Enquanto aguardava na fila, em outro estande, iniciei uma conversa com um homem com três livros embaixo do braço.Um sobre cerveja e o que comer junto e dois livros infantis. Novamente surpreendida, não ousei perguntar se ele era dono ou trabalhava em bar, mas primeiro perguntei porque os livros infantis em inglês? -” são para minha filha. Quero que ela fale inglês.” Um pouco mais à vontade perguntei qual a sua profissão:- “sou vendedor de material hospitalar”! E mais confiante ainda perguntei sobre os livros de cerveja. Ele responde: – para me distrair um pouco quando chego em casa”.
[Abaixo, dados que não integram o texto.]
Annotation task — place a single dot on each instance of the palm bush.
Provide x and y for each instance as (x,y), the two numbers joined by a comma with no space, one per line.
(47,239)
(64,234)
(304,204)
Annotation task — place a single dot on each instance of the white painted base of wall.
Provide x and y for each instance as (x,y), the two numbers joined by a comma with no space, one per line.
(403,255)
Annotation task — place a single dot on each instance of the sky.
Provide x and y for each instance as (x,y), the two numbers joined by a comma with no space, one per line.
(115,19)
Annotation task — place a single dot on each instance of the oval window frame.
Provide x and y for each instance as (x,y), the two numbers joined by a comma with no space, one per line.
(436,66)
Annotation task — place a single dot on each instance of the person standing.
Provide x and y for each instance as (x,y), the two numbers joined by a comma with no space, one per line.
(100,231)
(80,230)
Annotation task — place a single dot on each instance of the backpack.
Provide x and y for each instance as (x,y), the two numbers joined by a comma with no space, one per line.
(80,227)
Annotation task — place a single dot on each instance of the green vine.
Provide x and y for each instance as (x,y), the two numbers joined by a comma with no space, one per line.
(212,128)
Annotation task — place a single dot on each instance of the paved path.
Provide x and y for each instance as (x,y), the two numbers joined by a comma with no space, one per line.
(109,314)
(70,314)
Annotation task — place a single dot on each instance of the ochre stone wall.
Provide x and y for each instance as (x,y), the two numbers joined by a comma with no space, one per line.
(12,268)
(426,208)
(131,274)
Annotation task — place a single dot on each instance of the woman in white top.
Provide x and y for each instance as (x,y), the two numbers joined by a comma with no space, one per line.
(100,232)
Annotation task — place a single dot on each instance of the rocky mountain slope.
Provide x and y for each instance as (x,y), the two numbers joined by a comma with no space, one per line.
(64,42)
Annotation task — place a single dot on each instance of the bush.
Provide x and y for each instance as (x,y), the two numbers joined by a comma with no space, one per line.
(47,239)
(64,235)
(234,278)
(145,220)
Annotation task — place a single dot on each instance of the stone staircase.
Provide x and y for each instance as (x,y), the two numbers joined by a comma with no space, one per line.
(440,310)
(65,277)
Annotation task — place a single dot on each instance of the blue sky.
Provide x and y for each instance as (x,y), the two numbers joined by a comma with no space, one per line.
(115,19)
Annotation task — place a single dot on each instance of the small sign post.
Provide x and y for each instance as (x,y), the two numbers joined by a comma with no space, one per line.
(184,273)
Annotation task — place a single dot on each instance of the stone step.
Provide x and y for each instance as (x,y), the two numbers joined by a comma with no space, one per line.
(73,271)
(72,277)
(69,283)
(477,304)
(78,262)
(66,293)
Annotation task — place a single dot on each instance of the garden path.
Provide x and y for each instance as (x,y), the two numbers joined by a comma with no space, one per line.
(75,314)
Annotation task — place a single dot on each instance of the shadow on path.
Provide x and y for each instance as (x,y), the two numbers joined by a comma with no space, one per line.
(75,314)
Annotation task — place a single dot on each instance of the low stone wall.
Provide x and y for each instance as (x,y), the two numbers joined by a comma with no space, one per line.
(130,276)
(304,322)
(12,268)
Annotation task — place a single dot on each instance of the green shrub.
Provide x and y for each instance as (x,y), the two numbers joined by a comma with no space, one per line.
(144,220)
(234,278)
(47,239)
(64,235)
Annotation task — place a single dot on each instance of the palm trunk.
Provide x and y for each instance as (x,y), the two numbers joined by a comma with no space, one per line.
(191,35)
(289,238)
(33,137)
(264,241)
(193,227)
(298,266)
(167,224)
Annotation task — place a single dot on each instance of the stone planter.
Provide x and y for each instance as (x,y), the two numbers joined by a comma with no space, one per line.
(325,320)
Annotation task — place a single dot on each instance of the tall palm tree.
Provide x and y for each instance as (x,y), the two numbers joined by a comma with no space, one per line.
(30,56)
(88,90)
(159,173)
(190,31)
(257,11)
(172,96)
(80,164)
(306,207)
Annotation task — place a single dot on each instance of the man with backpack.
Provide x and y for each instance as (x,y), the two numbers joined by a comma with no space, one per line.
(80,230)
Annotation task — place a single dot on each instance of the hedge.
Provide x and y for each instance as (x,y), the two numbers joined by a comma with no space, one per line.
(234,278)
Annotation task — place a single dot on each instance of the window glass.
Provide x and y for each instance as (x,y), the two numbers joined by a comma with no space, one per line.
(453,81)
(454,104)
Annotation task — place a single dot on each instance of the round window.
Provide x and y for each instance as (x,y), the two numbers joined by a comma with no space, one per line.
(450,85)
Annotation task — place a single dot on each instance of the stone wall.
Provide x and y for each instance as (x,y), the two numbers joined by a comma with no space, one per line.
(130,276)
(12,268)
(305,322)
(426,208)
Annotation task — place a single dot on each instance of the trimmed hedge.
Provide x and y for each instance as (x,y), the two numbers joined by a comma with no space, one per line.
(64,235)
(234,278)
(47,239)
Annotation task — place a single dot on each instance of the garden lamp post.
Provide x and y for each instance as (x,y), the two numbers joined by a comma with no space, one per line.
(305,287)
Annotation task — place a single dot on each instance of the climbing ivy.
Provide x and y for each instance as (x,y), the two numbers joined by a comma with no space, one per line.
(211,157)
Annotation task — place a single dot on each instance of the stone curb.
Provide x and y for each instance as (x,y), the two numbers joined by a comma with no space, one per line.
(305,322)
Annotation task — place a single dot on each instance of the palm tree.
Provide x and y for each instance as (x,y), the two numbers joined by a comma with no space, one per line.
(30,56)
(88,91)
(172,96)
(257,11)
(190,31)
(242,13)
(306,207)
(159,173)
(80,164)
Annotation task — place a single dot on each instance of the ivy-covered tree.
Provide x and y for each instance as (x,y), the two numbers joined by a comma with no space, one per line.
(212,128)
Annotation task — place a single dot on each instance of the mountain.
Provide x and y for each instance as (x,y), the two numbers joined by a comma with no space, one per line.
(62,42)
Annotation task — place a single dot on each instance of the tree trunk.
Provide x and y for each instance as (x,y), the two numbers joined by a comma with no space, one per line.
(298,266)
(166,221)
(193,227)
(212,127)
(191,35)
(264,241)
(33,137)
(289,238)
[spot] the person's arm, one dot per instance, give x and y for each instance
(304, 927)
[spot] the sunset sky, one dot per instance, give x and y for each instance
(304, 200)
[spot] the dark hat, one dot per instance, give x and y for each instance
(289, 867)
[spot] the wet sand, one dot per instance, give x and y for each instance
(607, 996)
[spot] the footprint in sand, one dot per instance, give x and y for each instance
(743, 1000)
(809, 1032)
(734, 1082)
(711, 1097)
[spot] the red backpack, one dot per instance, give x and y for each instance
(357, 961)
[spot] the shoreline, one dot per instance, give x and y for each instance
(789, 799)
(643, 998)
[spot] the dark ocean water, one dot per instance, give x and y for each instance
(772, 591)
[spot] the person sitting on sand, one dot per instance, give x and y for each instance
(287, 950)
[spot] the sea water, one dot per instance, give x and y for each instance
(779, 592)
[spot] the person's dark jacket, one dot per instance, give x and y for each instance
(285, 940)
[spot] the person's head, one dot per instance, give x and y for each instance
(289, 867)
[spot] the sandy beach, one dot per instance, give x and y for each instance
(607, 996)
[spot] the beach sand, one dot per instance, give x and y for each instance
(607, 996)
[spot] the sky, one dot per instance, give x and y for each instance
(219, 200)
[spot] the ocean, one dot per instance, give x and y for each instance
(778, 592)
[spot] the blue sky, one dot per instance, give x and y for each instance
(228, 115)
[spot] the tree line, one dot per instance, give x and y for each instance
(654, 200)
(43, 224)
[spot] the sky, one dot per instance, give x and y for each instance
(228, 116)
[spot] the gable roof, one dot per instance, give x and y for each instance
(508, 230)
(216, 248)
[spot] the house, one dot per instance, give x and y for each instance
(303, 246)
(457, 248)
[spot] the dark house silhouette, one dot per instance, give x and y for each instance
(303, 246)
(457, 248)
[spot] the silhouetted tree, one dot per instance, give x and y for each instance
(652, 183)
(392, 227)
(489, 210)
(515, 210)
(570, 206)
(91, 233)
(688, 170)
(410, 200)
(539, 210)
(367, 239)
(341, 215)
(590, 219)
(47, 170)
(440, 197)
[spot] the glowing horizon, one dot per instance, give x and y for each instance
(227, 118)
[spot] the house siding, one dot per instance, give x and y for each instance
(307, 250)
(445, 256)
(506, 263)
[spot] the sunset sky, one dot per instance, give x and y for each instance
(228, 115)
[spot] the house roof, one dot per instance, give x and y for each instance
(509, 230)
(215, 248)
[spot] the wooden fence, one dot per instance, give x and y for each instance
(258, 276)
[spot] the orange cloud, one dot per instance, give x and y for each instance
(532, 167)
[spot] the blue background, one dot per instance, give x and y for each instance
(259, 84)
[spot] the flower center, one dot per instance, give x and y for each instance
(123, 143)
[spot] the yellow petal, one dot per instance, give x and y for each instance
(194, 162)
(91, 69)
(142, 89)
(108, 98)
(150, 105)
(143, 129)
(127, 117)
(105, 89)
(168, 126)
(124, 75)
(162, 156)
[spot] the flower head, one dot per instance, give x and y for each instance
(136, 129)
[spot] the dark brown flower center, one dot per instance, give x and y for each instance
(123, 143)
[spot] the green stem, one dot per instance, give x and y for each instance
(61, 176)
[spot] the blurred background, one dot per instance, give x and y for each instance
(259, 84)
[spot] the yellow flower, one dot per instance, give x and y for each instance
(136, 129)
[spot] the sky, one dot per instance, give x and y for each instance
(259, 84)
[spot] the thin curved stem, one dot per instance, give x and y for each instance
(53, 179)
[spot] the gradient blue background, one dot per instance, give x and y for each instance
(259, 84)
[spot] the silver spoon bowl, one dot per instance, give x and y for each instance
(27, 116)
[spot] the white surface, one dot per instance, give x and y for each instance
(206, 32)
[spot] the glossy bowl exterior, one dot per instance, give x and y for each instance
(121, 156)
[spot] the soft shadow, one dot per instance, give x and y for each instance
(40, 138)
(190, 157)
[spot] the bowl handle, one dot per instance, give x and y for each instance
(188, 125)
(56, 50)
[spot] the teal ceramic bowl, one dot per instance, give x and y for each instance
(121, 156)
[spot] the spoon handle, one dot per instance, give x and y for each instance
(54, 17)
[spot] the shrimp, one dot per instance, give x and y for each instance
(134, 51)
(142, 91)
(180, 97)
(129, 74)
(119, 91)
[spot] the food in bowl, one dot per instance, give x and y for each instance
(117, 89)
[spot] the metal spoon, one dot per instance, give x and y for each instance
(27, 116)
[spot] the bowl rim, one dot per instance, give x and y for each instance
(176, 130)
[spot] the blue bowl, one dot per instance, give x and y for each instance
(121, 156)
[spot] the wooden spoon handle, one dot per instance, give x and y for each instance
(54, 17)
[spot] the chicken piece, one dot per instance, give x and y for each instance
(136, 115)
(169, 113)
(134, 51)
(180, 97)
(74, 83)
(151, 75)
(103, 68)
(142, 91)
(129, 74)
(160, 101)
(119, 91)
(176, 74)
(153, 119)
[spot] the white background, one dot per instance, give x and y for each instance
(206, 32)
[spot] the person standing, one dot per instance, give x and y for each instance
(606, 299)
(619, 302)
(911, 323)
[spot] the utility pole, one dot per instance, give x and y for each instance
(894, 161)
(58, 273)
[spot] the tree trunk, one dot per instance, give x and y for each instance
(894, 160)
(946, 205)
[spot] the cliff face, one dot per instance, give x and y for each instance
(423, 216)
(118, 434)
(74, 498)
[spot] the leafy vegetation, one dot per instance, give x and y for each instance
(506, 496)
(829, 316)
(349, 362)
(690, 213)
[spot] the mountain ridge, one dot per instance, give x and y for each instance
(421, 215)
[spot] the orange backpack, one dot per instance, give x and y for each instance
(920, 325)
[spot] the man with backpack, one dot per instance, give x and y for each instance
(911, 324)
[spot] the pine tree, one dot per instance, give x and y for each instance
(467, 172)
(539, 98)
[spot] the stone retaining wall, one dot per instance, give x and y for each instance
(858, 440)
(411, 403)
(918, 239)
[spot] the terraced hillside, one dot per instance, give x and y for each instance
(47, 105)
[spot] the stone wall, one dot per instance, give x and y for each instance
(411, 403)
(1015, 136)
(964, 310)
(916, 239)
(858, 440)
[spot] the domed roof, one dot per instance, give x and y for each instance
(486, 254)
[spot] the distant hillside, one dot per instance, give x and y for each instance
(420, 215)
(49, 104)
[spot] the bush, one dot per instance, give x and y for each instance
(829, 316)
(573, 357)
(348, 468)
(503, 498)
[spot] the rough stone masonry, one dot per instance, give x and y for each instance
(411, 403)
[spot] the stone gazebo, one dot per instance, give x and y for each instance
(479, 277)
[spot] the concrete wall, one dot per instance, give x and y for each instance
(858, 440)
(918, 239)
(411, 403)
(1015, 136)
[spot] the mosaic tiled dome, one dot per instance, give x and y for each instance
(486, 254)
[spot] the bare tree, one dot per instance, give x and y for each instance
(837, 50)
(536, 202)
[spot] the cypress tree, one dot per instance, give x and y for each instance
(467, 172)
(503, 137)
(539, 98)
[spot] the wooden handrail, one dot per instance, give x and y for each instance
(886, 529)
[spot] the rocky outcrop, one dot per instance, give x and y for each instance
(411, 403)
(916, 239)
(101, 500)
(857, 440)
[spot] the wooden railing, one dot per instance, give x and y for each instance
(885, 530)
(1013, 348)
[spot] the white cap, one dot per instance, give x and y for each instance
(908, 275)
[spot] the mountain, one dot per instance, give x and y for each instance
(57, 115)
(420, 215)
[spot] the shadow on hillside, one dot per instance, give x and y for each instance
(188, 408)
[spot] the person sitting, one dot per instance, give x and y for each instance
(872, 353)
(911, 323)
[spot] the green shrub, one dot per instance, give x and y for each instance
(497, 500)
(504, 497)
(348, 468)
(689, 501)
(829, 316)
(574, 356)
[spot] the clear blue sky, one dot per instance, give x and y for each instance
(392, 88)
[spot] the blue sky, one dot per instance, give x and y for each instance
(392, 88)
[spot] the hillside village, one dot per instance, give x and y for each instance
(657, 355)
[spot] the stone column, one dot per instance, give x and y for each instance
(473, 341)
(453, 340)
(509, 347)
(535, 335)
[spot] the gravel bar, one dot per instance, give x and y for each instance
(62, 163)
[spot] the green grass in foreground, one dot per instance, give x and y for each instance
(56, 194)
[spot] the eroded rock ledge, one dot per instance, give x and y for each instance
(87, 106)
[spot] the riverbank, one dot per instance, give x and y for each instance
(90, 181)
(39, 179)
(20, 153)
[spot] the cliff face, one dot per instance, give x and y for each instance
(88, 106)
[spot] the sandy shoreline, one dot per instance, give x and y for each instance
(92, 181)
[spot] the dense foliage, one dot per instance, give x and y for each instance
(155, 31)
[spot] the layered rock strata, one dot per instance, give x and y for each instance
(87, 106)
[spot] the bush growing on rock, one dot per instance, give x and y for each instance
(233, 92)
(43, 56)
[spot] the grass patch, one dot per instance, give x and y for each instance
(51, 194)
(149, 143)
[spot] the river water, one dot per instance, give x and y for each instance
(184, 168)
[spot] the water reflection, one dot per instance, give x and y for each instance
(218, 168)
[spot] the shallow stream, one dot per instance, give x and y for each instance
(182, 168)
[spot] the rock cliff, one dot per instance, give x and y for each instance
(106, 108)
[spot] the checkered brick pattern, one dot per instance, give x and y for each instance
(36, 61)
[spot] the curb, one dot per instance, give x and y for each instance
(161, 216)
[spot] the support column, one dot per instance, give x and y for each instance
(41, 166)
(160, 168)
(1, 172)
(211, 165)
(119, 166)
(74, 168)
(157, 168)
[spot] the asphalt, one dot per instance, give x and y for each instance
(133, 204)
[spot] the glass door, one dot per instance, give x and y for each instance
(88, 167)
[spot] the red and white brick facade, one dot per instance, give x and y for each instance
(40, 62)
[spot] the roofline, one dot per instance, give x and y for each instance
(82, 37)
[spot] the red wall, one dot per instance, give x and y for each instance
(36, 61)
Não tive oportunidade de conversar com todos que compravam livros, mas não eram poucos os visitantes que carregavam uma sacola cheia deles.
Perguntei-me se podemos ter esperanças de ainda vir a ser uma Nação menos problemática? Sabemos ser um país cheio de diferenças indomáveis; um país sem uma perspectiva de longo prazo confiável.
Pensei que, ou somos todos desinformados quando se afirma que no Brasil não se vendem livros , ou temos boa fatia da população silenciosa ignorada em seu poder de mudanças ao buscar leitura que ensine ou faça entender o que se faz necessário transformar por aqui.
É possível deduzir, pelos títulos dos livros expostos, que há fome de conhecer, de ensinar os filhos, fome para proteger pessoas, animais, florestas. Vontade para explicar porque a África é nossa irmã na escravidão, porque da pobreza colonizada, das diferenças abismais de oportunidades e tantos outros assuntos fulcrais que identificam e explicam e, assim, podem relacionar as causas e as consequências das ações impetradas por homens e nações através do tempo da História.
Deixei o local com renovada esperança!